The new rules continue to ban transfers of military material to countries involved in conflict and will be limited to cases that contribute to Japan’s security or to the “promotion of peace” and international cooperation, according to a document provided by the Foreign Ministry in advance of the decision. The changes will allow Japanese companies to more easily work with other nations on joint weapons programs.
“The Defense Ministry and the Self-Defense Forces will make more active contributions to peace and international security under the three principles on defense transfers,” Defense Minister Itsunori Onodera said today in a statement. “We will more actively cooperate on defense equipment and technology with our ally the U.S. and other countries to maintain regional peace and stability.”
Abe is seeking to boost Japan’s security capacity at a time of concern about China’s military aspirations and a territorial dispute over East China Sea islands. China has already criticized plans for Japanese weapons exports, after Japan’s first-ever National Security Strategy called in December for the country’s defense industry to be strengthened.

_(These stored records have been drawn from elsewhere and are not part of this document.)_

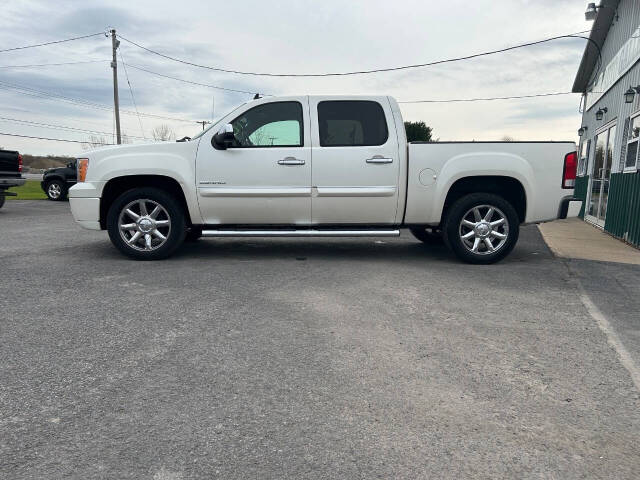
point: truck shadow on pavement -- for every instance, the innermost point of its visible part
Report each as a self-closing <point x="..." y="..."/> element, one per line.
<point x="397" y="249"/>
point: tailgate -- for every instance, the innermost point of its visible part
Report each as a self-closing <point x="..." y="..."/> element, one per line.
<point x="9" y="163"/>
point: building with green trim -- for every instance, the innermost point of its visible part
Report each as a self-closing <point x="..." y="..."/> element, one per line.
<point x="609" y="78"/>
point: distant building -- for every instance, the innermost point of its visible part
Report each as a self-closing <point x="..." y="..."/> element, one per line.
<point x="608" y="170"/>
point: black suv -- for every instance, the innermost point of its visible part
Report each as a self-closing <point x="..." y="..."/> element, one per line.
<point x="57" y="181"/>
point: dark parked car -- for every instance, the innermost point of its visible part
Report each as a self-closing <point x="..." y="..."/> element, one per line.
<point x="10" y="173"/>
<point x="56" y="182"/>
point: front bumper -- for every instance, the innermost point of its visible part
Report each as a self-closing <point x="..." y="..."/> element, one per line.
<point x="569" y="207"/>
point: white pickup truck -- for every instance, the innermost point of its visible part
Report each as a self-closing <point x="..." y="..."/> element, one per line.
<point x="323" y="166"/>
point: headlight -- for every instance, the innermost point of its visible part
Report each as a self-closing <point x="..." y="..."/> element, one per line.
<point x="82" y="166"/>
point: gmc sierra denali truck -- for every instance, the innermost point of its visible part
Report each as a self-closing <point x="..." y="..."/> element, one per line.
<point x="323" y="166"/>
<point x="10" y="173"/>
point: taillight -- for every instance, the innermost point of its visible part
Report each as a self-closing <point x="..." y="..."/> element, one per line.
<point x="570" y="170"/>
<point x="82" y="165"/>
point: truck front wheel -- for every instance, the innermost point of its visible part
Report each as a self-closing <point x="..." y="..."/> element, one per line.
<point x="146" y="224"/>
<point x="481" y="228"/>
<point x="56" y="190"/>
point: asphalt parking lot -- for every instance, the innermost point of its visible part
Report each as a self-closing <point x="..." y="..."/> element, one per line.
<point x="303" y="358"/>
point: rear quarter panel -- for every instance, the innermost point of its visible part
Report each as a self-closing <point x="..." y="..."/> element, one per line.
<point x="435" y="167"/>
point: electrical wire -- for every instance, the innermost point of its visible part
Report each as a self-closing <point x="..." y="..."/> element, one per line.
<point x="192" y="82"/>
<point x="32" y="123"/>
<point x="358" y="72"/>
<point x="53" y="64"/>
<point x="52" y="139"/>
<point x="51" y="43"/>
<point x="454" y="100"/>
<point x="76" y="101"/>
<point x="131" y="91"/>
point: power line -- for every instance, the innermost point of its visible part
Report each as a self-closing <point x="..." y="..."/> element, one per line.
<point x="81" y="102"/>
<point x="60" y="127"/>
<point x="51" y="43"/>
<point x="358" y="72"/>
<point x="131" y="91"/>
<point x="453" y="100"/>
<point x="51" y="139"/>
<point x="189" y="81"/>
<point x="53" y="64"/>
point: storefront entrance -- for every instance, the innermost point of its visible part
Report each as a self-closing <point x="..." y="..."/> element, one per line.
<point x="599" y="175"/>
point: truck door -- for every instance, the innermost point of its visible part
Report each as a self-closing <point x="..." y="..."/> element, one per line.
<point x="264" y="177"/>
<point x="355" y="161"/>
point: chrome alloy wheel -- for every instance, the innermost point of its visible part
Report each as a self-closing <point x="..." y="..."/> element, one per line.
<point x="484" y="230"/>
<point x="54" y="191"/>
<point x="144" y="224"/>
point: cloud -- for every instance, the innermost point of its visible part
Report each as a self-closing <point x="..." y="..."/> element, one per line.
<point x="297" y="36"/>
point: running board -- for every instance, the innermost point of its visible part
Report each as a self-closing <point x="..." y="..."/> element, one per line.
<point x="301" y="233"/>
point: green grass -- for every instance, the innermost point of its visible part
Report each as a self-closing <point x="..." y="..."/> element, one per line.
<point x="31" y="190"/>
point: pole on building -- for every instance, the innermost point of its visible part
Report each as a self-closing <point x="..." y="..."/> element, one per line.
<point x="114" y="65"/>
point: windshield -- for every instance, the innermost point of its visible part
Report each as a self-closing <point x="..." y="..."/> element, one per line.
<point x="216" y="123"/>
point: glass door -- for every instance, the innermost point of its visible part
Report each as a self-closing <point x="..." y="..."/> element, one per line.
<point x="600" y="175"/>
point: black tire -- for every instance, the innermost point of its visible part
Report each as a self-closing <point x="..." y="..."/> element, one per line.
<point x="463" y="208"/>
<point x="56" y="190"/>
<point x="171" y="210"/>
<point x="193" y="234"/>
<point x="430" y="236"/>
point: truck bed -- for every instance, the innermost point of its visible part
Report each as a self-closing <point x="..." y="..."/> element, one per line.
<point x="434" y="167"/>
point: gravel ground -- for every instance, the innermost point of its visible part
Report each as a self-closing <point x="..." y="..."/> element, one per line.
<point x="303" y="358"/>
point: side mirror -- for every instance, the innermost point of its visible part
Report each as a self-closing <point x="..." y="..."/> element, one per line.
<point x="224" y="138"/>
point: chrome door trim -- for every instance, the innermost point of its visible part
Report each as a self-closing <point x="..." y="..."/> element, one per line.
<point x="301" y="233"/>
<point x="254" y="192"/>
<point x="291" y="161"/>
<point x="388" y="191"/>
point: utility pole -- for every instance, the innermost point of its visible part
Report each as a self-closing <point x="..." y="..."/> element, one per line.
<point x="114" y="65"/>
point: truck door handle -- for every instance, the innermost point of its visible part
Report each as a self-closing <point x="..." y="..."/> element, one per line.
<point x="378" y="159"/>
<point x="290" y="161"/>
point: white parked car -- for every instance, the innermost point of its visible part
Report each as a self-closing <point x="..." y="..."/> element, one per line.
<point x="324" y="166"/>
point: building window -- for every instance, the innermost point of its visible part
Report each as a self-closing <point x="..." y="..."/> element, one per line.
<point x="631" y="159"/>
<point x="585" y="147"/>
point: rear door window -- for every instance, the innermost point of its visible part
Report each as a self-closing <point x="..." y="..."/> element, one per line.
<point x="351" y="123"/>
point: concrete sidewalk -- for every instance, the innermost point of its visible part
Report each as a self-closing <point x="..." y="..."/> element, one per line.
<point x="574" y="238"/>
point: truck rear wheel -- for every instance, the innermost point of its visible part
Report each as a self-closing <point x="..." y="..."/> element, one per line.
<point x="481" y="228"/>
<point x="146" y="224"/>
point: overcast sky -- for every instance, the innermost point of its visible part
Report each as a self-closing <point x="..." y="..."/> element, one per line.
<point x="292" y="36"/>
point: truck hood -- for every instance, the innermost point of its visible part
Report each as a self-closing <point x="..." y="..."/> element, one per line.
<point x="172" y="159"/>
<point x="111" y="150"/>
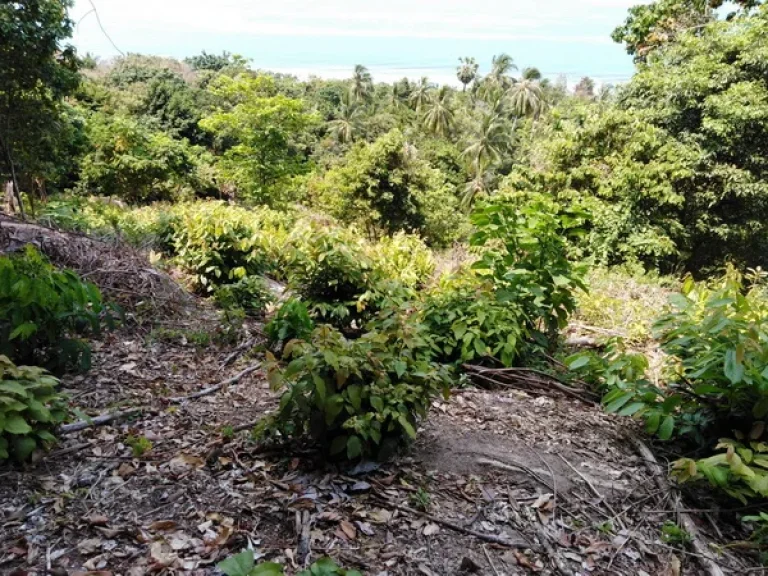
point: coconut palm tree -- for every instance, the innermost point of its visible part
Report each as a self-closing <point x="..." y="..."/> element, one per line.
<point x="531" y="74"/>
<point x="421" y="93"/>
<point x="467" y="71"/>
<point x="501" y="66"/>
<point x="362" y="84"/>
<point x="439" y="117"/>
<point x="479" y="185"/>
<point x="488" y="142"/>
<point x="347" y="121"/>
<point x="526" y="98"/>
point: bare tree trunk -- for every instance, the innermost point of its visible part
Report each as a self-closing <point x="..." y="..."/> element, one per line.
<point x="14" y="180"/>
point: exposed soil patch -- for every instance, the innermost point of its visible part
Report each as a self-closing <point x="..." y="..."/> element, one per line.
<point x="554" y="477"/>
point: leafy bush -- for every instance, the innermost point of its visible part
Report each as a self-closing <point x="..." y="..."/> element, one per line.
<point x="251" y="293"/>
<point x="623" y="302"/>
<point x="42" y="311"/>
<point x="385" y="187"/>
<point x="469" y="324"/>
<point x="361" y="397"/>
<point x="244" y="564"/>
<point x="133" y="162"/>
<point x="329" y="268"/>
<point x="740" y="470"/>
<point x="30" y="408"/>
<point x="291" y="322"/>
<point x="403" y="257"/>
<point x="716" y="377"/>
<point x="219" y="243"/>
<point x="524" y="256"/>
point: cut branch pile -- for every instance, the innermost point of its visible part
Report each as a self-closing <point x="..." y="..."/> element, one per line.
<point x="526" y="379"/>
<point x="122" y="273"/>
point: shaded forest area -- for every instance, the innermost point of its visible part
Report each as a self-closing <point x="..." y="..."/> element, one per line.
<point x="254" y="325"/>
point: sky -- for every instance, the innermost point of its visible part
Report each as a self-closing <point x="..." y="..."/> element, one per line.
<point x="393" y="38"/>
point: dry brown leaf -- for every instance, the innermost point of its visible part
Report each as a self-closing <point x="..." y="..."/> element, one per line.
<point x="381" y="516"/>
<point x="348" y="529"/>
<point x="524" y="561"/>
<point x="185" y="462"/>
<point x="162" y="525"/>
<point x="126" y="470"/>
<point x="97" y="520"/>
<point x="328" y="516"/>
<point x="89" y="546"/>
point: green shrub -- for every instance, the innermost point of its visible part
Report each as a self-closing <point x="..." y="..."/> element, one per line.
<point x="291" y="322"/>
<point x="130" y="160"/>
<point x="30" y="408"/>
<point x="738" y="469"/>
<point x="469" y="324"/>
<point x="251" y="293"/>
<point x="714" y="338"/>
<point x="209" y="242"/>
<point x="403" y="257"/>
<point x="357" y="398"/>
<point x="330" y="270"/>
<point x="244" y="564"/>
<point x="42" y="311"/>
<point x="524" y="256"/>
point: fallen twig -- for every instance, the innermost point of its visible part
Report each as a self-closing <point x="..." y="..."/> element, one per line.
<point x="237" y="352"/>
<point x="490" y="562"/>
<point x="501" y="541"/>
<point x="217" y="387"/>
<point x="97" y="421"/>
<point x="529" y="377"/>
<point x="703" y="552"/>
<point x="595" y="491"/>
<point x="303" y="520"/>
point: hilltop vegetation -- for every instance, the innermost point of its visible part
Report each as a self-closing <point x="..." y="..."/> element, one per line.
<point x="420" y="235"/>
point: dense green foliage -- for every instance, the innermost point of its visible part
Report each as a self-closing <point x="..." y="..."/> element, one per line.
<point x="360" y="397"/>
<point x="250" y="293"/>
<point x="290" y="322"/>
<point x="43" y="311"/>
<point x="673" y="174"/>
<point x="30" y="408"/>
<point x="36" y="71"/>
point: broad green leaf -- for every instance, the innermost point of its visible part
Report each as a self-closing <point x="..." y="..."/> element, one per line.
<point x="22" y="447"/>
<point x="666" y="428"/>
<point x="616" y="404"/>
<point x="16" y="424"/>
<point x="12" y="387"/>
<point x="734" y="370"/>
<point x="407" y="426"/>
<point x="577" y="361"/>
<point x="354" y="447"/>
<point x="338" y="444"/>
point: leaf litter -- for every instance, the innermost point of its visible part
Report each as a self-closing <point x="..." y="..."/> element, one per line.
<point x="516" y="484"/>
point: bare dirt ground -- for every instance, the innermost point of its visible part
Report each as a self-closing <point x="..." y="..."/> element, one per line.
<point x="499" y="482"/>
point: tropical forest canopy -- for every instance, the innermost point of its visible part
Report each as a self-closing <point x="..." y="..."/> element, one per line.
<point x="668" y="171"/>
<point x="419" y="234"/>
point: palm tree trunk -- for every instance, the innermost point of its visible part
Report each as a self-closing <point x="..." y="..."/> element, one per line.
<point x="14" y="179"/>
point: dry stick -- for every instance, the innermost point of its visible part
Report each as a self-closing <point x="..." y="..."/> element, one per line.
<point x="217" y="387"/>
<point x="480" y="372"/>
<point x="595" y="491"/>
<point x="490" y="562"/>
<point x="450" y="525"/>
<point x="97" y="421"/>
<point x="703" y="553"/>
<point x="238" y="351"/>
<point x="303" y="536"/>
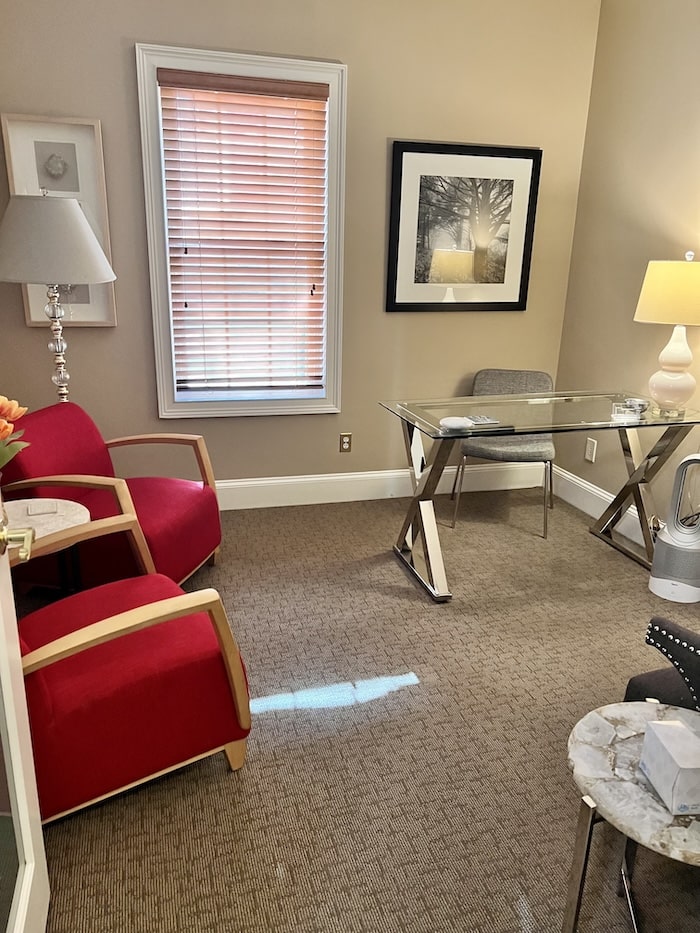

“The move is poised to further erode Japan’s pacifist image, intensify regional mistrust and escalate international conflicts,” a Feb. 28 editorial by the official Xinhua News Agency said.
The changes come against a broader backdrop of Abe’s efforts to widen Japan’s deployment abilities, calling for a reinterpretation of the country’s pacifist constitution to allow Japan to come to the aid of its allies. Abe has increased defense spending for the second year running and established a U.S.-style National Security Council.
Easing the rules may allow Japan to tap the growing demand for weapons in Asia that helped South Korea to boost arms exports to a record $3.4 billion last year, 14 times the 2006 level, according to the country’s Defense Acquisitions Program Administration. The surge benefited companies such as STX Offshore & Shipbuilding Co. and Korea Aerospace Industries.
In Japan, Mitsubishi Heavy Industries Ltd., Kawasaki Heavy Industries Ltd., Mitsubishi Electric Corp. and the Nippon Electric Company are the Ministry of Defense’s biggest contractors. Mitsubishi produces ships, submarines, tanks, aircraft and rockets, while Kawasaki has made fixed-winged maritime patrol planes, helicopters and jet engines. Mitsubishi Heavy is also involved in Lockheed Martin Corp.’s F-35 Joint Strike Fighter.
A poll carried out by Kyodo on Feb. 22-23 found 67 percent of Japanese respondents opposed easing the curbs on weapons exports. The agency surveyed 1,011 people and did not give a margin of error.
The new rules on defense equipment transfers will replace the “three principles” on weapons exports drawn up in 1967, which banned exports to communist bloc countries, countries under United Nations embargo and those involved in international conflict. It was eventually expanded to become a virtual ban on almost all exports.